今年、令和5年(2023)も今日(12月26日)を入れて残すところ6日となりました。
今回は、「取手の橋を訪ねて」の(その2)になります。

相野谷川(あいのやがわ)に架かる土橋(どはし)

今回紹介する橋は、前回に続き江戸時代には水戸街道であった道にあります。
場所は下の地図をご参照ください。前回紹介した釜神橋よりは、やや南にあります。
橋は、相野谷川に架かっています。このあたりでは、相野谷川が長兵衛新田と小泉の境界となっています。
平成17年(2005)3月28日の旧取手市と旧藤代町との合併以前は、取手市と藤代町との境界でもありました。写真は下になります。左が北側で、右が南側になります。
旧水戸街道の相野谷川に架かる土橋(遠景)
もう少し近づいた写真が、下になります。橋はコンクリート製です。
旧水戸街道の水戸街道に架かる土橋
道路にはセンターラインが引かれ、右側(東側)には歩道もつけられています。下の写真です。
旧水戸街道に架かる土橋の道路面
南東側の親柱には平仮名で「どはし」と彫られています。下の写真です。
親柱に彫られた「どはし」の文字
北西側の親柱には漢字で「土橋」と彫られています。下の写真です。
親柱に彫られた「土橋」の文字
この橋の名称は「土橋」で、「どばし」とは濁らずに「どはし」と読むようです。
また北東側の親柱には「相野谷川」・「旧陸前浜街道」、南西寄りの親柱には「平成2年2月竣功」と彫られていて、平成2年2月に竣工していることがわかります。橋が架けられた平成2年からは、すでに33年がたっています。
親柱に彫られた「相野谷川」と「旧陸前浜街道」の文字

親柱に彫られた「平成2年竣工」の文字

土橋の名称の由来

さてコンクリート製のこの橋が、なにゆえに「土橋」(どはし)と呼ばれているのでしょうか。
おそらくは、江戸時代に水戸街道のここ相野谷川に土橋が架けられていたことに由来しているかと思われます。
土橋とは江戸時代に架けられた橋の種類の一つで、橋げたに丸太を並べて作ります。
丸太をただ並べただけでは、人が歩いたり荷車や牛馬が通るときにデコボコして通りづらいので、丸太の上に土をかぶせて路面を平にしたのです。イメージとしては、土で舗装するようなものです。

下の図は、『土木工要録(どぼくこうようろく)』付図にある「土橋之図」です。
『土木工要録』にある土橋の図(国立公文書館デジタルアーカイブ)
(国立公文書館デジタルアーカイブより)
『土木工要録』は、明治新政府の内務省土木局(現在の国土交通省の前身の一つ)が、江戸幕府の有した土木技術を調査・整理し、継承するために明治14年(1881)3月に刊行したものです。
学生時代、江戸時代の土木構造物の形態がいくら文献を読み込んでもさっぱりわからずに往生していた時に、先輩が「『土木工要録』の付図を見るといいよ」と教えてくれました。
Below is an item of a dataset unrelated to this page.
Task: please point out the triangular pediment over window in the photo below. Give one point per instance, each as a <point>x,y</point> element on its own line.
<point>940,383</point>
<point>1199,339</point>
『土木工要録』付図を開いたとき、それまでの疑問が一気に霧散し、まさに蒙(もう)が啓(ひら)けたのが、昨日のことのように思い起こされます。

それはさておき、この土橋とほぼ同じ橋が、今でも市内にあります。
写真は下になります。
西浦川に架かる土橋
場所は市内清水地区、六郷小学校やJR常磐線の踏切近くの西浦川に架かっています。
橋げたの上に丸太を並べ、さすがに土ではありませんがコンクリートで舗装しています。
道路面の状況は、次の写真をご覧ください。
西浦川に架かる土橋の道路面
この橋を初めて見た時、「今でも土橋が架かっている。」と驚いたことを覚えています。

旧水戸街道の相野谷川にも、このような土橋が架かっていて、その名称が現在のコンクリート製の橋にも引き継がれているのではないかと考えられます。

最後にお詫びとお礼

今回は(今回も)思いのほか長文となってしまいました。
それにもかかわらず、最後までお読みいただき、まことにありがとうございます。
本年の「月木SAY」(げつもくせい)のささやきは、今回が最後になるかと思います。
この場をお借りしまして、今年1年間のお礼を申し上げます。